Through relevant benchmark model tests, after the field compression feature is enabled, if the business does not involve compressed fields, there is no impact on performance; if compressed fields are involved, the system performance loss is usually within 10%. The data size ratio before and after compression can reach 1.8 or above, which means that at the cost of a small performance loss, the storage cost is significantly reduced, achieving a balance between economic benefits and system efficiency.
3. Implementation principle
TaurusDB field compression feature uses compressed or uncompressed kenya phone number data format according to different situations at the storage level, achieving efficient data compression and decompression.
Compact row format data at the storage engine layer, as shown in Figure 1, for variable-length data types such as VARCHAR, the system needs to store not only the actual data of the field, but also the length information of the data (that is, the number of bytes occupied) .
The field compression feature implemented by TaurusDB adds content representing compression attributes to each column of data. For columns that do not use the field compression feature, the values remain in the original format; for columns that use the field compression feature, the column data values shown above are changed to the following two formats.
The first one is the compression format in field compression, as shown in Figure 2:
Figure 2 Compression format in field compression
It contains Compress Header, Uncompressed Data Len and Compressed Data, and its functions are as follows:
Compress Header: Saves metadata such as whether compression has been performed and the compression algorithm used.
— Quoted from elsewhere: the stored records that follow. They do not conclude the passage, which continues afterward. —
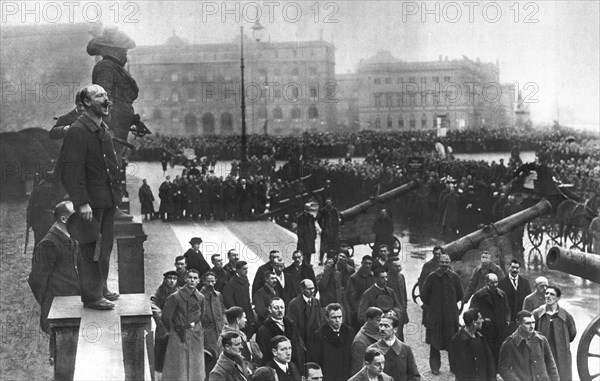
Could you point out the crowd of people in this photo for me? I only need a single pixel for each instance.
(348, 324)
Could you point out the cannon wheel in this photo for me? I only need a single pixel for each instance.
(583, 350)
(535, 233)
(415, 293)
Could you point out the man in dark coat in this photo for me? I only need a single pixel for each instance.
(328, 218)
(146, 200)
(194, 257)
(400, 362)
(493, 306)
(53, 270)
(516, 289)
(468, 353)
(298, 271)
(358, 283)
(237, 292)
(305, 311)
(440, 293)
(307, 233)
(277, 324)
(157, 302)
(383, 228)
(165, 210)
(89, 173)
(282, 352)
(330, 345)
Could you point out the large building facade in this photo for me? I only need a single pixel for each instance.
(195, 89)
(396, 95)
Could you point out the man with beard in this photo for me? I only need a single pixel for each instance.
(157, 301)
(231, 365)
(478, 278)
(53, 271)
(305, 311)
(358, 283)
(237, 293)
(516, 289)
(331, 345)
(328, 218)
(383, 228)
(194, 257)
(526, 354)
(440, 293)
(281, 359)
(493, 305)
(182, 317)
(400, 362)
(307, 233)
(367, 335)
(468, 353)
(213, 319)
(278, 324)
(89, 173)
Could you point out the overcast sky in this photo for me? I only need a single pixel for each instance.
(552, 45)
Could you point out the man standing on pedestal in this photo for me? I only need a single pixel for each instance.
(89, 173)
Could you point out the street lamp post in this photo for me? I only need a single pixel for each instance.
(257, 33)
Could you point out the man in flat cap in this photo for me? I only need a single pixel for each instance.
(157, 301)
(194, 257)
(89, 172)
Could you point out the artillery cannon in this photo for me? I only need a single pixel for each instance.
(357, 221)
(465, 251)
(587, 266)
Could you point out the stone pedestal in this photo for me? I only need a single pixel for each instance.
(130, 238)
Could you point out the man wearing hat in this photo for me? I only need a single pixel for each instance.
(110, 73)
(89, 173)
(157, 301)
(307, 233)
(53, 270)
(194, 257)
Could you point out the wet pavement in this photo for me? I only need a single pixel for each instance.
(580, 297)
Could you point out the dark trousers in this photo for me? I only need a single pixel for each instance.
(93, 274)
(435, 359)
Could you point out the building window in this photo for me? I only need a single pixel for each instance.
(313, 113)
(296, 113)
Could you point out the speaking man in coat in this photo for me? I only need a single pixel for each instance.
(53, 270)
(493, 306)
(516, 288)
(89, 172)
(440, 293)
(330, 345)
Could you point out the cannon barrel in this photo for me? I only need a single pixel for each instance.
(574, 262)
(471, 241)
(354, 211)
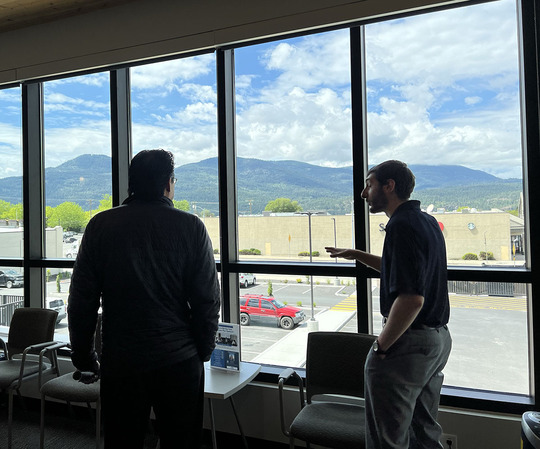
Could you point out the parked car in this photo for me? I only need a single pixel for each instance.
(246, 278)
(57, 304)
(10, 278)
(270, 309)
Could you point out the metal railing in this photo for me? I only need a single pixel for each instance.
(509, 289)
(8, 304)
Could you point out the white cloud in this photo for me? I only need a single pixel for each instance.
(187, 145)
(442, 90)
(58, 102)
(473, 100)
(166, 74)
(63, 144)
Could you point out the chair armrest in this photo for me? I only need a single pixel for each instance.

Through relevant benchmark model tests, after the field compression feature is enabled, if the business does not involve compressed fields, there is no impact on performance; if compressed fields are involved, the system performance loss is usually within 10%. The data size ratio before and after compression can reach 1.8 or above, which means that at the cost of a small performance loss, the storage cost is significantly reduced, achieving a balance between economic benefits and system efficiency.
3. Implementation principle
TaurusDB field compression feature uses compressed or uncompressed kenya phone number data format according to different situations at the storage level, achieving efficient data compression and decompression.
Compact row format data at the storage engine layer, as shown in Figure 1, for variable-length data types such as VARCHAR, the system needs to store not only the actual data of the field, but also the length information of the data (that is, the number of bytes occupied) .
The field compression feature implemented by TaurusDB adds content representing compression attributes to each column of data. For columns that do not use the field compression feature, the values remain in the original format; for columns that use the field compression feature, the column data values shown above are changed to the following two formats.
The first one is the compression format in field compression, as shown in Figure 2:
Figure 2 Compression format in field compression
It contains Compress Header, Uncompressed Data Len and Compressed Data, and its functions are as follows:
Compress Header: Saves metadata such as whether compression has been performed and the compression algorithm used.